GBS data sets
To test for possible effects of parameters assembly and missing data on
patterns of population genetic structure, distinct sets of parameters
(-p: minimum number of populations where a locus must be present for it
to be included; and -r: percentage of individuals in a population that
must possess a particular locus for it to be included) were examined
before choosing optimal filtering options for further analysis. Eight
combinations of parameters -p and -r were tested (-r= 0.6 and 0.7; -p=
6, 7, 8 and 9). For each combination the % of missing data, % of
heterozygosity and number of SNPs were estimated (data not shown). The
minimum minor allele frequency (min-maf) was set to 0.02 and maximum
observed heterozygosity (max-obs-het) to 0.5. The “Population Genetic
data set” (i.e., PG_dataset), was build using -p 9 and –r 0.7.
Furthermore, another data set was built to estimate the divergence time
among the E. coccineum genetic groups, using the Bayesian
multispecies coalescent model (Stange et al., 2018). In order to reduce
calculation time, we selected a subset of sampling locations from the
North (Nah and Cu), the Center (ChlN and ChlS) and the South (Coy and
TP).
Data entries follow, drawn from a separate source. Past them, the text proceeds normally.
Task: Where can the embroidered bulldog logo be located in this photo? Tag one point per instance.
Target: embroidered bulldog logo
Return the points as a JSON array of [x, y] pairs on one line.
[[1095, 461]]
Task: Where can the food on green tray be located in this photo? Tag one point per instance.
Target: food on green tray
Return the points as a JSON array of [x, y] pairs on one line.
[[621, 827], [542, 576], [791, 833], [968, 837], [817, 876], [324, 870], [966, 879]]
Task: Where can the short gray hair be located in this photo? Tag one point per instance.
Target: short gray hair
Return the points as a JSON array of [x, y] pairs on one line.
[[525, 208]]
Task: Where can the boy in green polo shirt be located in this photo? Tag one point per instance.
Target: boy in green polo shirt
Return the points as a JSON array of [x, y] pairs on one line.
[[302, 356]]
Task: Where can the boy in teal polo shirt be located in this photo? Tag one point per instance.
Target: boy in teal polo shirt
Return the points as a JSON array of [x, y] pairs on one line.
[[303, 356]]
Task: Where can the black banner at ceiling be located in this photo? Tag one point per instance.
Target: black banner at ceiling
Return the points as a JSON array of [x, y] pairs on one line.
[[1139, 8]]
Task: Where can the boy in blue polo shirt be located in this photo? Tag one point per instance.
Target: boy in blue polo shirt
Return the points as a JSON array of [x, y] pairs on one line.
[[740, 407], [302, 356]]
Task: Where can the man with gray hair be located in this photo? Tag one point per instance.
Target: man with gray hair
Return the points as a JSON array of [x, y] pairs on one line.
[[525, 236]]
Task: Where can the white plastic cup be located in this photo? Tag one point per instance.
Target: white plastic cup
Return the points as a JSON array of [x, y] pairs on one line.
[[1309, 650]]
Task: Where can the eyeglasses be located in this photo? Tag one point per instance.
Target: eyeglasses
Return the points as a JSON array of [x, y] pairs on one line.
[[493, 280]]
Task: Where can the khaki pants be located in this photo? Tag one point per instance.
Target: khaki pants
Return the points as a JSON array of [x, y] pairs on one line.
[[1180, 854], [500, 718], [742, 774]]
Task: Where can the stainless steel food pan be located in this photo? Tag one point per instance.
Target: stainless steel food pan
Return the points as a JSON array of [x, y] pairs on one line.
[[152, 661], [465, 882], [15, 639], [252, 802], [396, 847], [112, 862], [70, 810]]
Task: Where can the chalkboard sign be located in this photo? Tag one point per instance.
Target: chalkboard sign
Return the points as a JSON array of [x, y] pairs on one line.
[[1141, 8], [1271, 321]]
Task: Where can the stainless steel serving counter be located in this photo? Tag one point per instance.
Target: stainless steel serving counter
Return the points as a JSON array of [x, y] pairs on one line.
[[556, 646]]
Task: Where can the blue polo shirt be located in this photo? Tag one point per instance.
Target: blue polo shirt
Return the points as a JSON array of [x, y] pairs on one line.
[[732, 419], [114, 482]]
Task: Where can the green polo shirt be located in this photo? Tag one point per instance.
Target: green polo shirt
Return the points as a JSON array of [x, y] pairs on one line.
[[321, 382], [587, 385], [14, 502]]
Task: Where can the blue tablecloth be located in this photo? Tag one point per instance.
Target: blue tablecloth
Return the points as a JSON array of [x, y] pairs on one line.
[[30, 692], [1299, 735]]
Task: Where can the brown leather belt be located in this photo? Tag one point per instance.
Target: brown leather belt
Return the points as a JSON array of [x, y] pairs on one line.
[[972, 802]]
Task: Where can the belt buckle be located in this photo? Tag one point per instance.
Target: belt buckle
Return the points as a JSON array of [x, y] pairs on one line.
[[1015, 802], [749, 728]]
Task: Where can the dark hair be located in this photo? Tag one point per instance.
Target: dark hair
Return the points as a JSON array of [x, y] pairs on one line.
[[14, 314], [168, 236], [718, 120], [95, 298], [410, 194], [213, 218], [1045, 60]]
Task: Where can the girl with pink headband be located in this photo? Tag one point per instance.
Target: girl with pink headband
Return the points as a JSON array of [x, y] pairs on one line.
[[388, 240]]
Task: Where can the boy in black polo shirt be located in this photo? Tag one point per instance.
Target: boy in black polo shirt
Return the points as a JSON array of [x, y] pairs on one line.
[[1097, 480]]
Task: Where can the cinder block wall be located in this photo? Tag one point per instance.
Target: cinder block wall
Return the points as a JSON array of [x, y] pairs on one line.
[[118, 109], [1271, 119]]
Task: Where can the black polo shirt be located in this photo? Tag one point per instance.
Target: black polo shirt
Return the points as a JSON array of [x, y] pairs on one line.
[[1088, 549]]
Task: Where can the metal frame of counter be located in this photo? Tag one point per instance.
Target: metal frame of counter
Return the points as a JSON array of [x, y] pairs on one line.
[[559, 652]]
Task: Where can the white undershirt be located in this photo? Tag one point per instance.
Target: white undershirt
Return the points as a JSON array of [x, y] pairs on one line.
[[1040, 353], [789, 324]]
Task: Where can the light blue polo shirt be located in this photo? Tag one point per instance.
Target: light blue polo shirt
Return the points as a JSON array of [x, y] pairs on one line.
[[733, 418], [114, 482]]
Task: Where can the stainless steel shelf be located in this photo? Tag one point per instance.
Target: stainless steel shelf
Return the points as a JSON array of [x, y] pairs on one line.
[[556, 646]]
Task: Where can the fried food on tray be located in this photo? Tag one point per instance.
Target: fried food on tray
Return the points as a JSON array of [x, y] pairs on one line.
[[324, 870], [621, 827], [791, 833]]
Then, a subset of 12 E. coccineum individuals (i.e., two per
location) were selected to maximize the number of SNPs available and
minimize the amount of missing data. These 12 E. coccineumindividuals were processed jointly with the samples of L.
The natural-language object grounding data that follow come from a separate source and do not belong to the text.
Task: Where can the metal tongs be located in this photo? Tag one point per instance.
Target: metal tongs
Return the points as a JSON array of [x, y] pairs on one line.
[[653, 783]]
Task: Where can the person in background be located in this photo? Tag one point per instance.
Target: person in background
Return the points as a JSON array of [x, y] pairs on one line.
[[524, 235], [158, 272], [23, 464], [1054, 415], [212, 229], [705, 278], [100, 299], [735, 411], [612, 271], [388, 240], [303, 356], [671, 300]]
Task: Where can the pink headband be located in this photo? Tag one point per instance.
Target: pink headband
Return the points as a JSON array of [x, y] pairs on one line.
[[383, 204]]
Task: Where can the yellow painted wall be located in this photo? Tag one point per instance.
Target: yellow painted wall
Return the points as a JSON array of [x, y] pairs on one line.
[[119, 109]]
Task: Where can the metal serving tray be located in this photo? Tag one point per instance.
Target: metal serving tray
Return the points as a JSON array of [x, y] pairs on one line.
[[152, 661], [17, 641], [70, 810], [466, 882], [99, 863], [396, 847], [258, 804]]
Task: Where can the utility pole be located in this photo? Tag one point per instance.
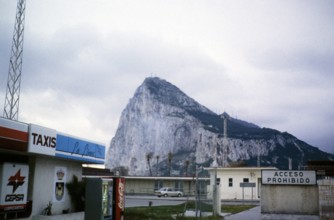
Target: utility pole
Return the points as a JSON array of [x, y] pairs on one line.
[[11, 108], [225, 117]]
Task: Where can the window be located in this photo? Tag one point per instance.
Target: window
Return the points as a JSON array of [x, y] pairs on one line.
[[230, 182], [158, 184], [179, 185]]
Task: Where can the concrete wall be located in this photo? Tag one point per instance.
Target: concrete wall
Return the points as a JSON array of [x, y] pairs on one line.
[[41, 183], [287, 199], [326, 198], [70, 216]]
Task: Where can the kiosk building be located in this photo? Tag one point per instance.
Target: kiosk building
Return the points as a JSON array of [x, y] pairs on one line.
[[36, 163]]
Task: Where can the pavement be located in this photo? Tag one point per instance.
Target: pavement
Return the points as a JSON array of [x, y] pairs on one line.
[[251, 214]]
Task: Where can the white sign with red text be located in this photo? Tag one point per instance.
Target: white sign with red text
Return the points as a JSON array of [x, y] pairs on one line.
[[288, 177], [42, 140], [14, 186]]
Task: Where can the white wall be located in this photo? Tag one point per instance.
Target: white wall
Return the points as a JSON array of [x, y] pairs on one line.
[[235, 192]]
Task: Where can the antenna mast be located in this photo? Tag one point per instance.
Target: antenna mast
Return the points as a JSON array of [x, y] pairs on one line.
[[225, 117], [11, 108]]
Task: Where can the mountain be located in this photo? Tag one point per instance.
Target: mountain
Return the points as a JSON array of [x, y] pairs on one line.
[[162, 131]]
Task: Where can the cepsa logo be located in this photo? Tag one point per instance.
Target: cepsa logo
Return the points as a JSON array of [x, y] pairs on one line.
[[43, 140], [15, 181]]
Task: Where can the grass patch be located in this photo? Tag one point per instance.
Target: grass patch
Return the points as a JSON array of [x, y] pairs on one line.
[[236, 208], [165, 212]]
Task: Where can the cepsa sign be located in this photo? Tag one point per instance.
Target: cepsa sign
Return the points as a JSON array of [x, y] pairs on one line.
[[288, 177], [13, 186]]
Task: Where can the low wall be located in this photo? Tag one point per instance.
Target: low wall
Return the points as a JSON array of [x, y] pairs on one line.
[[292, 200], [70, 216], [326, 199]]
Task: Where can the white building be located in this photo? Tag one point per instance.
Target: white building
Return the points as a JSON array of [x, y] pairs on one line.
[[35, 165], [237, 183]]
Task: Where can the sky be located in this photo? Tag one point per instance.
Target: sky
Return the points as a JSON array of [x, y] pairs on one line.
[[269, 62]]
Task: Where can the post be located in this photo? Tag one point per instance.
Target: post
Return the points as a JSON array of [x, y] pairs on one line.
[[216, 196]]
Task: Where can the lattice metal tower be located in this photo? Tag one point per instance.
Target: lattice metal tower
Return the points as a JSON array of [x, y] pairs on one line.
[[11, 108], [225, 117]]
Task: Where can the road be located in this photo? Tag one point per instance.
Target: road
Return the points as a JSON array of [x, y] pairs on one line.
[[137, 201]]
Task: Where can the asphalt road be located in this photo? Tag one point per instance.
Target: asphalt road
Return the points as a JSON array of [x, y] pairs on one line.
[[137, 201]]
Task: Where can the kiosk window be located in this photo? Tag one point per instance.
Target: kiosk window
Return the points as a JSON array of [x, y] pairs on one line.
[[230, 182]]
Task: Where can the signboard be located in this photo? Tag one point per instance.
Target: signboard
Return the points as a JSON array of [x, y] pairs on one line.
[[42, 140], [13, 186], [13, 135], [247, 184], [288, 177], [79, 149]]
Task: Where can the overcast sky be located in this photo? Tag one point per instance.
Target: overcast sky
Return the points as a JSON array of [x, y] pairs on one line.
[[266, 62]]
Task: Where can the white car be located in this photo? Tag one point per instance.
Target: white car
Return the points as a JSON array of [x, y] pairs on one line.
[[166, 191]]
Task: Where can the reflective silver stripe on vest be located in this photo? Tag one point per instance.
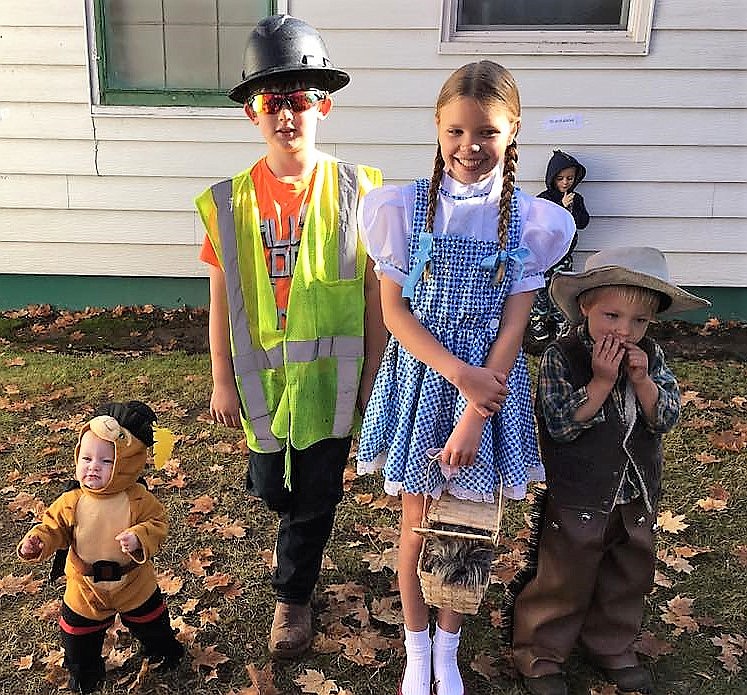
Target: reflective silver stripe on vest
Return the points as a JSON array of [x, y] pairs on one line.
[[247, 362], [347, 186], [347, 350], [347, 347]]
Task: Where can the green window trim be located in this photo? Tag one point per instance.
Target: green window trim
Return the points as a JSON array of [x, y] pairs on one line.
[[109, 95]]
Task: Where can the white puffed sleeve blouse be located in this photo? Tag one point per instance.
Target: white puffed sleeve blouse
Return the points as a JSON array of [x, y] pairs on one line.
[[385, 225]]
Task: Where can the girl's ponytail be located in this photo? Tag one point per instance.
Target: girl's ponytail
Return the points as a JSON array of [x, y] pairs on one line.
[[511, 159], [438, 170]]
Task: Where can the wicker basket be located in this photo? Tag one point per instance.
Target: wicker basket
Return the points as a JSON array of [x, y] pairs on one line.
[[485, 519]]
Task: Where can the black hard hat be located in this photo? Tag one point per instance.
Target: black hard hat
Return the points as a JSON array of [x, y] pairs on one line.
[[284, 47]]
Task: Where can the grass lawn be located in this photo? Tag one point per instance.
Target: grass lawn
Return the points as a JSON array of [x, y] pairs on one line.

hirsuta , included as outgroup. A new SNP calling was conducted
following the same parameters than those used for the PG_dataset in
Stacks v.2.2 pipeline (Catchen et al., 2013), eventually generating the
“divergence time data set” (i.e., DT_dataset). In this case, optimal
values for -p and -r parameters were chosen in order to decrease the
percentage of missing data: only the loci present in all localities,
including the outgroup (-p 7), and present in a least 80 % of the
individuals (-r 0.8) were kept for further analyses. Putative outliers
loci were removed from the DT_dataset. For each data set, one SNP was
randomly selected per locus to aproximate unlinked loci variation.